In one highland city in the Andes, it’s hard to walk a single block without coming across graffiti denouncing the U.S.-backed Plan Colombia: "Stop spraying," "Yankees

go home," "No military buildup."

This isn’t Bogotá, the Colombian capital and neurological center of Plan Colombia, but Quito, Ecuador, where people are growing increasingly incensed over the plan and its effects on this country of 12.4 million people.

"Quito is closer to the area of conflict than Bogotá. We’re the ones feeling the environmental and military pressure of Plan Colombia," said retired Gen. René Vargas Pazzos, who is part of a broad civil society coalition monitoring Plan Colombia’s impact on Ecuador.

Ecuadorans are not alone in their concern. The original U.S. funding for Plan Colombia included anti-drug aid for neighboring countries, and the regional approach has been broadened through the U.S. government’s Andean Regional Initiative. The administration of U.S. President George W. Bush has requested US$731 million for 2003, including military and police aid for Colombia, Peru, Bolivia, Ecuador, Brazil, Venezuela and Panama, as well as economic assistance and aid for social programs in Colombia, Peru, Bolivia and Ecuador.

Colombia’s neighbors worry about the spillover of the armed conflict, the effects of chemical spraying to eradicate illicit drug crops, waves of Colombian refugees escaping violence and environmental problems, and the possibility of increased U.S. military action in the Andes and Amazon.

Long stretches of Colombia’s borders run through dense, sparsely populated jungle that is nearly impossible to patrol thoroughly. In areas where towns exist, family and commercial ties lead to a cross-border flow of people and goods. This combination of factors makes it easy for members of armed groups to slip across the border to rest or restock supplies.

The $7.5-billion Plan Colombia was initially designed by Colombian President Andrés Pastrana after he took office in 1998. While Colombia aimed to provide the bulk of the money, the United States, multilateral financial institutions and other foreign countries have also pledged to foot a substantial part of the bill.

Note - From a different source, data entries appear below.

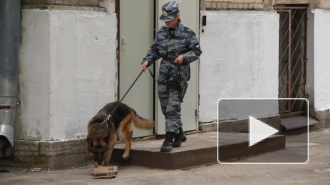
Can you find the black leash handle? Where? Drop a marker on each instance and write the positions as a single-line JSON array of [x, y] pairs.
[[124, 96]]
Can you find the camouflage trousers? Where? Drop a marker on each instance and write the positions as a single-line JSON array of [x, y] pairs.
[[171, 107]]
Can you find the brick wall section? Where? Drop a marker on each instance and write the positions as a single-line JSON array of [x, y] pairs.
[[93, 3], [234, 4]]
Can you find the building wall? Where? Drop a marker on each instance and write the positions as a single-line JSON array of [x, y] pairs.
[[321, 59], [67, 71], [240, 58]]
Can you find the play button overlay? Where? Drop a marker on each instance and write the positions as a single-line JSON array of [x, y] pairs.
[[259, 131]]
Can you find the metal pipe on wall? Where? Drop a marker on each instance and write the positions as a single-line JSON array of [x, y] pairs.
[[9, 53]]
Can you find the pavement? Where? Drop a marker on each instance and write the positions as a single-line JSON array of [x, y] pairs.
[[316, 171]]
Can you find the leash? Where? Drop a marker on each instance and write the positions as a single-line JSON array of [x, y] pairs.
[[109, 116]]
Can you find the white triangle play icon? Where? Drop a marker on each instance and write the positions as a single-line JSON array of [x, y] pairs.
[[259, 131]]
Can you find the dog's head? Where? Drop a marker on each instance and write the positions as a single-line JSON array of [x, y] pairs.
[[97, 148], [98, 142]]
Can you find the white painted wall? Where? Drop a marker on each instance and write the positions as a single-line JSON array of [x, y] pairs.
[[310, 59], [67, 71], [321, 59], [239, 60]]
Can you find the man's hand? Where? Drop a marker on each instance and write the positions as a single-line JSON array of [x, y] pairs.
[[179, 59], [144, 65]]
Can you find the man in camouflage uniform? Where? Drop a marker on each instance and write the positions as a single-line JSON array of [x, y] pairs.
[[178, 46]]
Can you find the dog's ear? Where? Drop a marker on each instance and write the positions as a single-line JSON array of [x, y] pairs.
[[90, 141]]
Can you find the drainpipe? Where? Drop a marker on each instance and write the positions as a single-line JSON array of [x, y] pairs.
[[9, 50]]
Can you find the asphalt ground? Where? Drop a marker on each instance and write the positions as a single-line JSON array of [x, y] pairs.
[[316, 171]]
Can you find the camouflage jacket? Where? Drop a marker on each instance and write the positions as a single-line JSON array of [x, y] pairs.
[[169, 44]]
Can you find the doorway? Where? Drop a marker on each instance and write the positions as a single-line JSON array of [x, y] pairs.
[[292, 58]]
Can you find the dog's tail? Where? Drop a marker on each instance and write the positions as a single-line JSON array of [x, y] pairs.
[[143, 123]]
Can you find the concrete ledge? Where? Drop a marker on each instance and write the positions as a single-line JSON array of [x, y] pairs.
[[63, 7], [238, 125], [62, 2], [199, 149]]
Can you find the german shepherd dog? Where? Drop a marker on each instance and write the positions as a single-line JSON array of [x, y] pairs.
[[102, 134]]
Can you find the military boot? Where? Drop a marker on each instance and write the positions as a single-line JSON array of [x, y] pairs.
[[179, 138], [167, 144]]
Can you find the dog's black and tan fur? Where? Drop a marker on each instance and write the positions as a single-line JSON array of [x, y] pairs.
[[102, 136]]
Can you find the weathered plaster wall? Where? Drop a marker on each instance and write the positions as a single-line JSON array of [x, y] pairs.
[[321, 59], [240, 58], [67, 71]]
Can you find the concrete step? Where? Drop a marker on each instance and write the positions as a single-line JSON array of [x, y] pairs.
[[297, 122], [200, 148]]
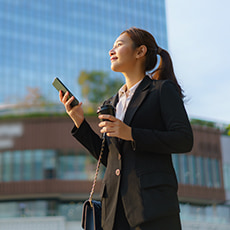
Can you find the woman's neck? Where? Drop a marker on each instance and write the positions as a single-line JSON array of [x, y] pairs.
[[132, 78]]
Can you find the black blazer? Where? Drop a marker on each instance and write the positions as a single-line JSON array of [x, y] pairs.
[[142, 170]]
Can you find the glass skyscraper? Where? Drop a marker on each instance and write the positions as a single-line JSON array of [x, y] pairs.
[[40, 40]]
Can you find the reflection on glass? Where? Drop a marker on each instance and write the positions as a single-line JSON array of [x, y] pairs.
[[17, 164]]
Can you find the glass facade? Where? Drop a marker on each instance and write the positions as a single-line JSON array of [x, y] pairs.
[[196, 170], [44, 39], [39, 164]]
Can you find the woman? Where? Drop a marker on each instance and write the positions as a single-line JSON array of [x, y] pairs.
[[139, 187]]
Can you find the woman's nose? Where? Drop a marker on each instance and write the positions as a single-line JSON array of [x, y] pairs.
[[111, 52]]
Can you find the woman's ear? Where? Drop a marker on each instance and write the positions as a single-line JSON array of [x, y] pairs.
[[141, 51]]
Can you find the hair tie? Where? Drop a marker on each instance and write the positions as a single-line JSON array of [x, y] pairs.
[[159, 50]]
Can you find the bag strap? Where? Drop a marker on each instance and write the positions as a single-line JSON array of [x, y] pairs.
[[97, 171]]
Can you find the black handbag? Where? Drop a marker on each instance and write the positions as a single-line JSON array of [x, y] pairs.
[[91, 211], [91, 215]]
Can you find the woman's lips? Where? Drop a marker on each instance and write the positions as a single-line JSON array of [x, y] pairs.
[[113, 58]]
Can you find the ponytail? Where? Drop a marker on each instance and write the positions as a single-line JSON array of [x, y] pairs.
[[165, 69]]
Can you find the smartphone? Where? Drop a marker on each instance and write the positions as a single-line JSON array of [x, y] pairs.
[[60, 86]]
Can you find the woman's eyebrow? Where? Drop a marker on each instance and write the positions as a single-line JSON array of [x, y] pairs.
[[117, 42]]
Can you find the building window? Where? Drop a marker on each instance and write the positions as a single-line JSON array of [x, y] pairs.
[[7, 166], [17, 166]]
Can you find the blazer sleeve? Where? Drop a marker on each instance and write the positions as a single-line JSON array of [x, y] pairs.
[[90, 140], [177, 136]]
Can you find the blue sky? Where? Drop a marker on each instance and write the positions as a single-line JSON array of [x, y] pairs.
[[199, 43]]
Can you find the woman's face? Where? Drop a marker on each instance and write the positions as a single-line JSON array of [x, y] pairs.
[[123, 54]]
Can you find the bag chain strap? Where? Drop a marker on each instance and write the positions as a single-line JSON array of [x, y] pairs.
[[96, 173]]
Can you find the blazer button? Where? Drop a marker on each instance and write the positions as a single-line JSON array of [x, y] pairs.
[[117, 172]]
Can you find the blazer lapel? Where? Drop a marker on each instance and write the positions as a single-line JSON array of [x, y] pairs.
[[139, 95]]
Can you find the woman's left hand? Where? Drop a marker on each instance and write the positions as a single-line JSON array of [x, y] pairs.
[[114, 127]]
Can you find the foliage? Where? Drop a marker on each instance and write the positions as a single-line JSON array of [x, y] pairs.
[[96, 86], [227, 130]]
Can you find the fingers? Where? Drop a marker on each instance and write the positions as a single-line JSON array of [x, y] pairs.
[[107, 117]]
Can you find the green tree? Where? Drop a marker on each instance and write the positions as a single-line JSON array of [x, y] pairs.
[[96, 86], [227, 130]]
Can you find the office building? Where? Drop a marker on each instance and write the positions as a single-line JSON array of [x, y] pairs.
[[44, 39], [45, 175]]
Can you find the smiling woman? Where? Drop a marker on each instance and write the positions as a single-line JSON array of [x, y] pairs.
[[139, 189]]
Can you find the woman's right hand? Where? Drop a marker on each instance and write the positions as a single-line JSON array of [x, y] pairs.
[[76, 113]]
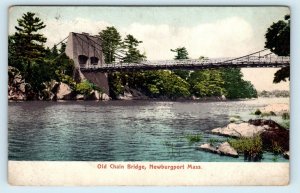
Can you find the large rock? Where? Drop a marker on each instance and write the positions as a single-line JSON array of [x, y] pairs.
[[208, 147], [64, 92], [286, 155], [240, 130], [17, 88], [79, 97], [222, 149], [226, 149], [131, 94], [278, 108], [94, 95], [276, 139], [104, 97]]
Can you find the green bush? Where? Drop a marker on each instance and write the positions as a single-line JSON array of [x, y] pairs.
[[251, 147], [84, 87]]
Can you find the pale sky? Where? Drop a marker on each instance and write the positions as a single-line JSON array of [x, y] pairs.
[[204, 31]]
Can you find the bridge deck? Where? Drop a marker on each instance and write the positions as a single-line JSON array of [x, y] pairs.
[[253, 62]]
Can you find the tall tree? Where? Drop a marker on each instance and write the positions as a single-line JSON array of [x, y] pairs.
[[132, 53], [278, 41], [28, 42], [111, 43], [181, 53]]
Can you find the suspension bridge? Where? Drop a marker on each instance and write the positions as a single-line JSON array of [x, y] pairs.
[[86, 51]]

The U.S. allotment for 2000-2001 totaled $1.3 billion, including $520 million for purchasing new helicopters and $453 million for aerial spraying of herbicide on drug crops. Multilateral organizations, such as the Inter-American Development Bank and World Bank, contributed approximately $900 million in loans, and European Union countries and Japan pledged nearly $600 million.

The thrust of the plan is to destroy drug-producing crops, including coca, from which cocaine is made; poppies, the raw material for producing heroin; and marijuana. Colombia is the world’s largest producer of coca and cocaine. In recent years, it has become the fourth-largest producer of heroin. By ridding the country of drug crops, Pastrana’s administration argues, the plan would eliminate a main source of the funds that fuel the country’s four-decade-old civil conflict. Aerial spraying of drug crops began in late 2000.

But María Teresa Ronderos, editor of the Colombian weekly Semana, said, "Plan Colombia has both a theoretical and a practical foundation, but the two do not necessarily go together."

In theory, Plan Colombia was designed to fight drugs, but this has become increasingly overshadowed in practice by the war against the country’s subversive groups, which has received increased attention since the Sept. 11, 2001, attacks on the United States.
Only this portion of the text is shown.